The Fox

I grew up in a rugby league town, but the occasional roar of the crowd from the local stadium when the wind happened to be blowing in our direction was the only reason I knew the game existed. Because while we were part of a rugby league town, we weren’t a part of rugby league. We weren’t part of the coal mining industry, we weren’t working class, and we weren’t tangata whenua. So rugby league wasn’t for us. It was for ‘them’. It was our loss – I only fully understand that now, 40 years on.

Rugby league only fully lodged itself in my consciousness when I got to a big city high school. The game was cool there, despite the demographics not really matching up. It was the early ‘90s and the NSWRL was what everyone talked about at lunch time. School mufti days were a rainbow array of Australian rugby league jerseys – the orange of Balmain, the maroon of Manly, the green of Canberra – we all wanted one whether we truly cared about league or not. If you didn’t have a team you might as well have been a Kylie Minogue fan for all the social capital you would have had.

And at State of Origin time you declared allegiance to an Australian state you had absolutely no connection to and defended it like Hōne Heke defended Ruapekapeka.

Then you mature.

My relationship with sport has changed a lot since high school, and it’s changed even more in the last couple of years. I want to say I appreciate the little things now, but that’s simply not true because they aren’t the little things at all anymore. The little things are the big things and the big things are the little things.

Which team beats which team, in the grand scheme of things, has no emotional shelf life. Those two teams have played each other hundreds of times before – all with different combinations of scores and different results, and they will keep playing each other twice a year every year long after you have been scattered over a nice piece of beach you used to walk along with your one true love. Who wins an old hunk of wood with a few bits of plated silver nailed around it only matters until the season starts all over again from scratch with every team on zero points in a few short months.

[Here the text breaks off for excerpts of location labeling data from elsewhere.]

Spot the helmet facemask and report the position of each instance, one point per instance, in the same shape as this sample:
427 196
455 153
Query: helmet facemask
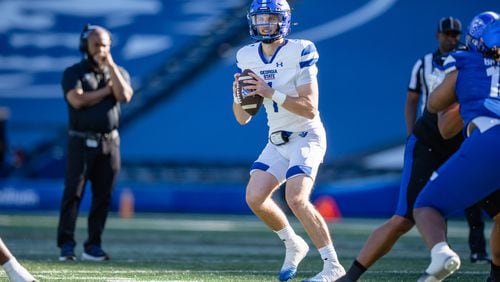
273 14
266 26
475 30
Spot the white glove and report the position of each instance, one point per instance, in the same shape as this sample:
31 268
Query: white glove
435 78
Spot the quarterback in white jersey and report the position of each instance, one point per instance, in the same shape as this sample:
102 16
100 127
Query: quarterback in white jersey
284 74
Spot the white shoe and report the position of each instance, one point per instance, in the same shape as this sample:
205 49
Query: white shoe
295 253
328 274
20 275
442 265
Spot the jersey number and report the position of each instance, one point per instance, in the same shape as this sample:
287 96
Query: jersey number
275 105
494 72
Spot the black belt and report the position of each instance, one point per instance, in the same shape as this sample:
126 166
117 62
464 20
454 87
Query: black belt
93 135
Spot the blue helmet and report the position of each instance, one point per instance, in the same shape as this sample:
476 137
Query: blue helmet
491 36
277 7
476 28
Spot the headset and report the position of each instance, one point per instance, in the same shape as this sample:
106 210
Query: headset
84 36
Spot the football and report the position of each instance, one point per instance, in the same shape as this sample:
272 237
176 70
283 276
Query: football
251 104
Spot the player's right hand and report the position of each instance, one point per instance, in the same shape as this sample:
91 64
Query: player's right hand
236 98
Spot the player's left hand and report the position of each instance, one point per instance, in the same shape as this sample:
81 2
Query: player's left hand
435 79
259 87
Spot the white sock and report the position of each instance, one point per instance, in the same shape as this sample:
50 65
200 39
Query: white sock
440 247
286 234
11 265
328 254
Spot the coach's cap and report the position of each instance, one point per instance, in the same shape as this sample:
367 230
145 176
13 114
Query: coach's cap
448 24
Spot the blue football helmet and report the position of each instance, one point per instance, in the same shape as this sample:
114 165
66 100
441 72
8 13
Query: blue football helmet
255 18
476 28
491 36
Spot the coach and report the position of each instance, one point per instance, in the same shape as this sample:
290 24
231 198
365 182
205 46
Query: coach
93 89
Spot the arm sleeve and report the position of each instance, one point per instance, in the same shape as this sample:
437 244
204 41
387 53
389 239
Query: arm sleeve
415 80
70 80
307 64
125 75
450 64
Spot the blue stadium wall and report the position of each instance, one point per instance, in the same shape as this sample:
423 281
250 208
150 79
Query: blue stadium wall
366 54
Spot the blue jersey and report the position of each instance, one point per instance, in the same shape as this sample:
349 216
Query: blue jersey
477 86
467 177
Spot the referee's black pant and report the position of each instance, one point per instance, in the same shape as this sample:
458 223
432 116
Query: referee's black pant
100 165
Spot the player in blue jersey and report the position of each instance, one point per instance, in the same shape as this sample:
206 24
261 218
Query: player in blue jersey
286 76
469 176
425 151
15 271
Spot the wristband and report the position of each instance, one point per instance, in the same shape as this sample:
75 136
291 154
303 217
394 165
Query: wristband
279 97
236 100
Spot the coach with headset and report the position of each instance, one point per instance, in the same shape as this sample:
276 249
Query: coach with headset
93 89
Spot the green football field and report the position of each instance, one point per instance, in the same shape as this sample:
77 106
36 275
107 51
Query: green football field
167 247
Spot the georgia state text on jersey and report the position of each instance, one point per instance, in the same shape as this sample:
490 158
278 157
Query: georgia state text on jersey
477 86
292 65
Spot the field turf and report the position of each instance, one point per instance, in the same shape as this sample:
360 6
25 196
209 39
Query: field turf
171 247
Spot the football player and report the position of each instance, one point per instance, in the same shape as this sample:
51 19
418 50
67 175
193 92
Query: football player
285 76
472 80
15 271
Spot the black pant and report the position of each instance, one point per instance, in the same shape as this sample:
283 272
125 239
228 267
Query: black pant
477 242
100 165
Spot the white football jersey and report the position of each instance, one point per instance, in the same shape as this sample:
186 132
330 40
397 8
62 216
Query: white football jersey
293 65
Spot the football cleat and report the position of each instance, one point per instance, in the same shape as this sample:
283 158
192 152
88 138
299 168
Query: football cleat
94 253
67 252
295 253
440 270
328 274
479 258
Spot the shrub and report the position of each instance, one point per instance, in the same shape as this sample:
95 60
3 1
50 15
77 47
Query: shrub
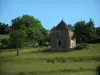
81 46
4 43
98 70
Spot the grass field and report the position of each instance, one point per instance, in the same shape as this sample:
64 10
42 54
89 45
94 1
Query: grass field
32 62
3 36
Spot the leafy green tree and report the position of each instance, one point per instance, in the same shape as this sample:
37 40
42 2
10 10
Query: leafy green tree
27 21
17 39
90 29
34 30
79 32
4 28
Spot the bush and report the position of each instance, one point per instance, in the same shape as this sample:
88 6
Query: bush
81 46
98 70
4 43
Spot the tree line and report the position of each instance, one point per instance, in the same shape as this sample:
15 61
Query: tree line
27 31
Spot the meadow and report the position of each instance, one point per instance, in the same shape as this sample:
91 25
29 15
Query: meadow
32 61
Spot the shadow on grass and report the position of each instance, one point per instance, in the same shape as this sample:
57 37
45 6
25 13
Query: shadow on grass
54 71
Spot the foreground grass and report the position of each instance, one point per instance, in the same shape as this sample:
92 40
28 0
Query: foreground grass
32 62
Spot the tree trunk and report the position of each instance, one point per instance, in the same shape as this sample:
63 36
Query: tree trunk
17 52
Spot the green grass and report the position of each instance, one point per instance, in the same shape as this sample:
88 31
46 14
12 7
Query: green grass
32 62
4 36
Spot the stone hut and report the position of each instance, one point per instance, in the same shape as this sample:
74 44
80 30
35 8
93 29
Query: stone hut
61 37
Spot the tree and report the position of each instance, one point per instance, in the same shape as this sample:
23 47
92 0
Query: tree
27 21
70 27
35 31
17 39
79 31
90 29
4 28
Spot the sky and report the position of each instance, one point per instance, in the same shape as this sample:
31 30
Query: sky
51 12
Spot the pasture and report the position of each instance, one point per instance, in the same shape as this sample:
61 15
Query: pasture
32 61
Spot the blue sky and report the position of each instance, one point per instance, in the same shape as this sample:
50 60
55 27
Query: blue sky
51 12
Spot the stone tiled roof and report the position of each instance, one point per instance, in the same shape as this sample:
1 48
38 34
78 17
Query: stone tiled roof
62 24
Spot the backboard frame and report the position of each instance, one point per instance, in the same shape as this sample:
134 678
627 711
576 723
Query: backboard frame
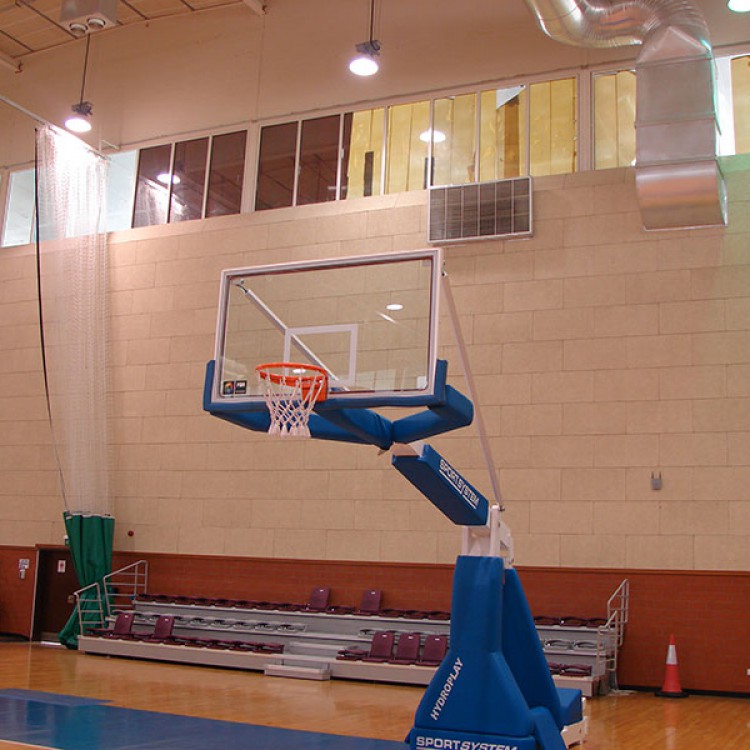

And maturing means you don’t have to follow anyone else’s rules anymore. You don’t have to drink a certain beer brand to be a real man, you can listen to all the Kylie Minogue you want and you don’t have to be bound by allegiance to an animal name. You can love a game for whatever makes a difference to you.

You can love it for the things that really matter, like the way it makes you feel. The atmosphere, the smiles on people’s faces, kids kicking a ball around on the sideline, the uncompromising yet respectful spirit in which it’s played, the ebb and flow of the game – waves of play lapping at each end of the field like a gentle Pacific beach on a still day, occasionally crashing over the try-line and disturbing the seaweed at the high water mark.

It’s like graduating from cheap beer to fine wine. Instead of drinking to get drunk you drink to appreciate the subtleties of the flavours. Some people barrack for their favourite beer brands. Nobody barracks for a 2017 Brookfields Sun Dried Malbec. I don’t barrack for sports teams anymore. I simply appreciate their flavours.

And just as you can’t appreciate wine by watching it on TV, sport is the same. I’ve cancelled my Sky subscription because elite sport is just that – elitist. Soulless and empty.

It doesn’t always occur to you to try the local game but when I finally tried local rugby league earlier this year I absolutely loved the taste. It’s a whānau game. It’s relaxed and chill. I observed fans cheering for both teams, big smiles from players and spectators alike and almost no toxic male bravado compared to other codes. I’ve spent a lot of time hanging around a lot of different sports and rugby league has far and away the best atmosphere of them all.

Grassroots New Zealand rugby league is where it’s at. I get that now. And I’m here to stay.